Tony: I’ve been involved at the Azone for two years. We have made a real attempt to make this new space [the Azone’s fourth] a very nice place to be. We’re trying to be accessible to a broader range of people. People have, and rightfully so, biases against peeling paint and dirt, messy, filthy, sloppy—apparently disorganized spaces. So we’re now experimenting with being aesthetically accessible. There are currently ten people in the Azone collective, all volunteer.
Bill: There are historic problems with anarchism being deliberately misunderstood and misrepresented as unstructured, so spontaneous that people do whatever they want whenever they want. Makhno’s more centralized organizational structure leads to greater organizational discipline. We can build a culture in the anarchist movement that has structure, consensus and responsibility. Consensus process empowers people because of the equal responsibility to give and take. When people understand that they have a responsibility to themselves and other people it creates a value structure that builds self-discipline. Such discipline does not have to come from people who are seen as leaders. Discipline is something we share with each other—recognizing that answers can come from the people who are quiet or slow. This is the third way.
James: Who is your membership?
Tony: We currently have a fairly decent level of diversity, unusual in the anarchist or punk movements. There are 2 African-Americans, 1 Latino, 2 Polish immigrants, and 2 people over 55. The average age at our last meeting was 40, ranging from 18 to 63. There are queer and bisexual people, although we do need more women involved.
Bill: The women that have stayed involved are strong, articulate, aggressive women.
Tony: I felt there was a greater egalitarian element a few months ago, but that dwindled away recently. I have come to realize that shifting leadership is okay. I would like to see a more participatory group.
Bill: We need to find a way to do away with informal hierarchy. The Azone has had a core of leadership since the very beginning. Mainstream society conditions us to accept relationships that reinforce hierarchy. In order to equalize power, people need opportunities to participate fully in groups. The Azone uses a consensus process, but what does that mean in terms of taking a role in a meeting? The goal of consensus is everybody facilitating the meeting together.
James: Who are your constituents?
Tony: The Azone started off closely tied to anarcho-punk culture, but now that element isn’t as strong. Lately though we’ve been tabling at Los Crudos shows, so we’ve actually been getting back into it a bit. Many of our current collective members wouldn’t go to a punk show. We have a broader representation of society than ever before. Our constituents are people who know people in the Azone. We get some random people in to the space, and a lot of travelers. Many people know about the Azone because of its connection to the broader infoshop movement. There is still a strong counter-cultural youth element. We need to have more folks coming in. In order for more people to be a part of the Azone, it needs to relate to their agenda.

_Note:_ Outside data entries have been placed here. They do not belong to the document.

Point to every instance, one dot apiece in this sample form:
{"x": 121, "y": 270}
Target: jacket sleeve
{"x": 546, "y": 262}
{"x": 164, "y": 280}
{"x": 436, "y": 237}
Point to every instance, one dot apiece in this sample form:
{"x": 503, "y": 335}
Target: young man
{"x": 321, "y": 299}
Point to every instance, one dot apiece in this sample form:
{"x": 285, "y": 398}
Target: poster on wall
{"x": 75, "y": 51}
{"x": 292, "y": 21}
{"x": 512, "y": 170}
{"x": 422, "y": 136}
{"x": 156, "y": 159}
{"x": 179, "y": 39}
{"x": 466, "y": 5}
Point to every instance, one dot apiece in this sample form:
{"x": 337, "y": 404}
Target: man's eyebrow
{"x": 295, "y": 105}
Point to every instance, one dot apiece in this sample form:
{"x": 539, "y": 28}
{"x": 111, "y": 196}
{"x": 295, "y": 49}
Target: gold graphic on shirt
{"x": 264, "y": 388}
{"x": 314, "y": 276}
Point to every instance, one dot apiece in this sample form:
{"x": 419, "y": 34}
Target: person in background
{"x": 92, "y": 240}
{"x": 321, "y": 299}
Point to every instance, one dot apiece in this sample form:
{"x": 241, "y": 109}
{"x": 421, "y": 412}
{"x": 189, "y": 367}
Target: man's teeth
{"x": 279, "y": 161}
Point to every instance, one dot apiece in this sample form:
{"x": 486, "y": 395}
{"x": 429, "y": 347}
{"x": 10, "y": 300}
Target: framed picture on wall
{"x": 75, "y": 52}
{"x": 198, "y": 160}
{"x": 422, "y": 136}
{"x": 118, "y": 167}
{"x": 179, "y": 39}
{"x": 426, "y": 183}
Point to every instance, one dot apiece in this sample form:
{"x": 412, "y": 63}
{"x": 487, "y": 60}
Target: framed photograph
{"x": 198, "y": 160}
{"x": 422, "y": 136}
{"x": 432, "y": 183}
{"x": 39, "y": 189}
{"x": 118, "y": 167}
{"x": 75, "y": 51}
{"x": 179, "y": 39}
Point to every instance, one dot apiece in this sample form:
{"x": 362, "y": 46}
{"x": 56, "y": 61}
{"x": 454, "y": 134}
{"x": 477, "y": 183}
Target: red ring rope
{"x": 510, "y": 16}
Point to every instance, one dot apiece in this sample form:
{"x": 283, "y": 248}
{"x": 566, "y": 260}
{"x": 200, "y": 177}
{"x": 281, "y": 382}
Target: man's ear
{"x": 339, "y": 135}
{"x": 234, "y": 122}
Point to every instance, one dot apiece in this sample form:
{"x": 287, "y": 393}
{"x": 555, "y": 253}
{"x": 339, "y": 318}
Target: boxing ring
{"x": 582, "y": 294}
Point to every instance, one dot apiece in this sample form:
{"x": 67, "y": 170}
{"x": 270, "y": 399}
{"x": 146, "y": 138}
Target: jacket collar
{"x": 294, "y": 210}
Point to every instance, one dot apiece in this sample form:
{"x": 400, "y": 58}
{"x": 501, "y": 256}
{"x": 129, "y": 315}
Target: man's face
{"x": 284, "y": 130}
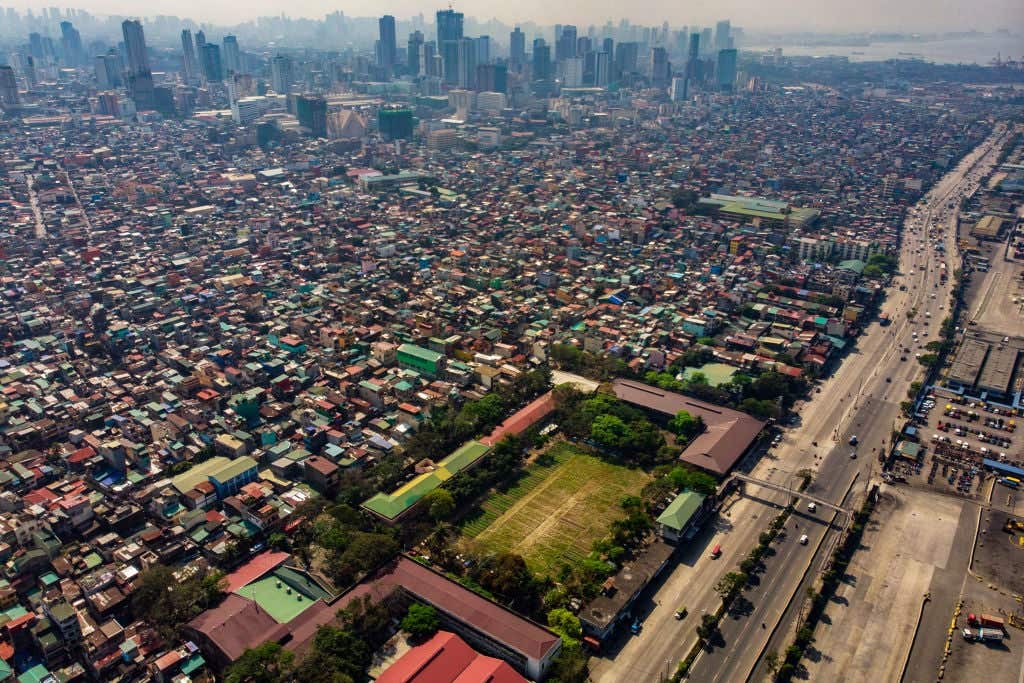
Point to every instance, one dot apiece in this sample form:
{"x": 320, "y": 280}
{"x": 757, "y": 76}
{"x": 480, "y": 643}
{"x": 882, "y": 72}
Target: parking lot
{"x": 955, "y": 435}
{"x": 998, "y": 557}
{"x": 867, "y": 628}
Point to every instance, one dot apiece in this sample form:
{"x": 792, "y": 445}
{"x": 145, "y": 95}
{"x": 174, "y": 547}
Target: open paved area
{"x": 992, "y": 663}
{"x": 909, "y": 537}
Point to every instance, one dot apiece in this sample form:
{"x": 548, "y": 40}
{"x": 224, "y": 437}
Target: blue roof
{"x": 1003, "y": 467}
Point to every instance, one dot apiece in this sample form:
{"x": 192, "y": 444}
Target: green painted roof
{"x": 37, "y": 674}
{"x": 276, "y": 598}
{"x": 187, "y": 480}
{"x": 681, "y": 510}
{"x": 218, "y": 467}
{"x": 465, "y": 456}
{"x": 393, "y": 504}
{"x": 717, "y": 373}
{"x": 420, "y": 352}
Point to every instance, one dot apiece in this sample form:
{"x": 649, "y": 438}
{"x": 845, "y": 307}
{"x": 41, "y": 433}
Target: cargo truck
{"x": 987, "y": 621}
{"x": 982, "y": 635}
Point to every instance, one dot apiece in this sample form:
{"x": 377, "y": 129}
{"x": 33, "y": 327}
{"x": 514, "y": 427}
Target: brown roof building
{"x": 728, "y": 434}
{"x": 484, "y": 625}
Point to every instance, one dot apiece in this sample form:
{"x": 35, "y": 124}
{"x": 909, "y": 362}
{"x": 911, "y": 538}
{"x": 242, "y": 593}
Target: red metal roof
{"x": 728, "y": 432}
{"x": 522, "y": 420}
{"x": 501, "y": 625}
{"x": 254, "y": 568}
{"x": 446, "y": 658}
{"x": 238, "y": 624}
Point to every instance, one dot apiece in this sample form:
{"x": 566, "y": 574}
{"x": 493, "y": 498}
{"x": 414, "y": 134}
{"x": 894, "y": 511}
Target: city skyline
{"x": 808, "y": 15}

Bill: We now have a greater ability for people to call themselves anarchists instead of anti-authoritarians or autonomists. We are reaching out to the whole city-not just the neighborhood.
In terms of relating to the people in the neighborhood, we are still doing it through other groups like the West Town Tenants Union. Vic has been talking about setting up a drop in time for tenants’ rights counseling. This might be a concrete way for WTTU to use the Azone. It is necessary to fight for day to day reform, as long as you have your eyes on the prize of revolution. When you think you have everything good and don’t need a revolution, then there’s a problem. For example, the Spanish anarchists fought for working condition reform. They synthesized a revolutionary vision and with a practical approach to dealing with everyday problems. In order for infoshops to take on this role people need to get a lot more serious. I understand this from working at Metropolitan Tenants Organizationdealing with a broad range of people: folks on public assistance, food stamps, people with subsidized housing, etc. I work with a very diverse group of people, diverse racially and economically. As anarchists we need to relate to ordinary folks. Many people see anarchism as a great idea, but unfortunately it’s seen as a social club. Anarchists feel alienated and also alienate people. We have to be appealing and open to people who may eat meat, make sexist comments, act or think in other oppressive ways.

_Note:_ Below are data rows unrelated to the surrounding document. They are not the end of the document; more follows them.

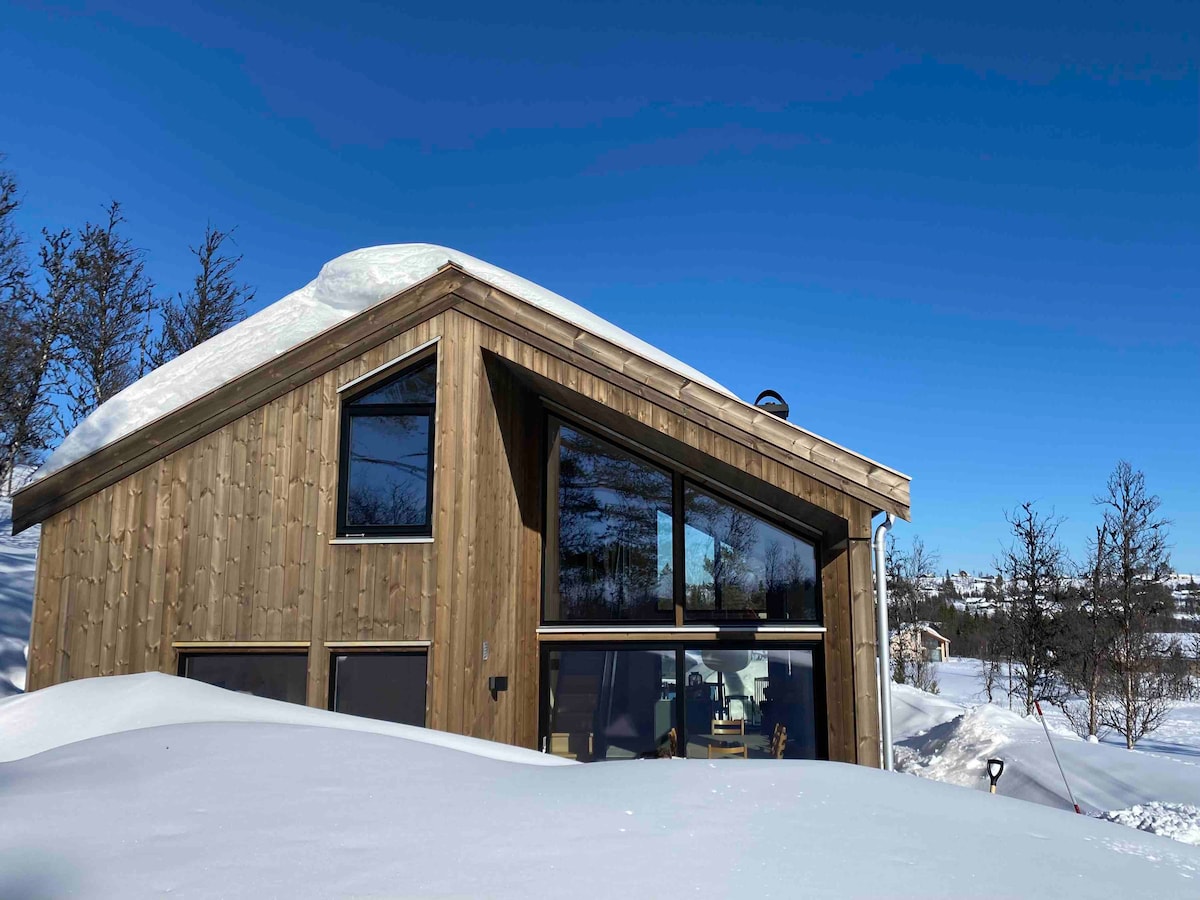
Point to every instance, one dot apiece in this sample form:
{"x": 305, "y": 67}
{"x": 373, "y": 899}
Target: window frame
{"x": 681, "y": 477}
{"x": 551, "y": 509}
{"x": 691, "y": 618}
{"x": 185, "y": 654}
{"x": 348, "y": 412}
{"x": 376, "y": 651}
{"x": 679, "y": 645}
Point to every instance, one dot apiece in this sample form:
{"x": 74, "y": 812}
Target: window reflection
{"x": 613, "y": 533}
{"x": 738, "y": 567}
{"x": 610, "y": 705}
{"x": 750, "y": 703}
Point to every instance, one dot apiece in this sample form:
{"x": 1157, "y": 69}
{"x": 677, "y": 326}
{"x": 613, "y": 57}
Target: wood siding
{"x": 228, "y": 538}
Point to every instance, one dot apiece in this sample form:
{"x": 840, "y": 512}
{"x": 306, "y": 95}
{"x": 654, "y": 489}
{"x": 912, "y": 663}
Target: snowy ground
{"x": 256, "y": 809}
{"x": 18, "y": 557}
{"x": 949, "y": 737}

Bill: The Black Panther’s breakfast program is the classic example of radical social service. Volunteer projects should be built so that others can run with them. I come from a grassroots organizing, labor organizing perspective. I first got involved as a youth outreach worker in the projects with the YMCA. The way to make anarchism a practical thing is to bring it to where people are at. You have to show people that anarchism is about food, shelter and clothing. We have to show people that our process is a different way than they are used to.
Tony: People are isolated out there, some may read MaximumRockNRoll on a regular basis, some may feel part of a community that makes sense to them. We can find those people and they can find us. We are definitely looking for more people to get involved. I think that our experience mirrors that of others across the country. We want the Azone to be an open and inclusive place.
Bill: People that are anarchists or inclined to anarchism need to be building an anarchist movement. Recently, I have seen a number of anarchist-minded people working in solidarity with state-oriented people. But those anarchists are not involved in the decision-making process like they would be as part of an anarchist process. Outside of the consensus process there is very little room for criticism. People find themselves always on the outside looking in.
Tony: I believe in the theory that in a world of oppression you find the most oppressed and work with them.
Bill: I believe in the theory you have to start with your own oppression. If you get involved with people who do not share similar oppressions, then there is not a real relationship taking place.
Tony: Maybe we’ve let people down, come short of what we claimed to be, not provided what they want, and so they’re fed up with this particular place. They go somewhere else.
Bill: This says something about us, and it also says something about them. In the end it’s nothing but liberalism. When you find other people who share your oppression and you work on it together, then you’re about real revolution. Otherwise it’s not a real relationship.
James: What is the ideal role for an Infoshop in the revolutionary movement?
Tony: The ideal role for infoshops is that of a sparkplug of sorts. Infoshops are a place to practice new roles and social relationships, a place for information, a place to make you feel sane, less isolated and alienated. The Azone can build self-confidence through experience, perhaps even encouraging people to start up their own workers collective. To make all this happen we will need a greater number of people taking on greater responsibility. This means spreading out responsibilities-people can stay sane, feel involved and participate. Everyone should feel that their role is important, ideally without some folks feeling like they have a major role and others a minor one. We must also have a real serious approach to publicity. I think that many more people would be interested in anarchism and the Azone-if they knew about it.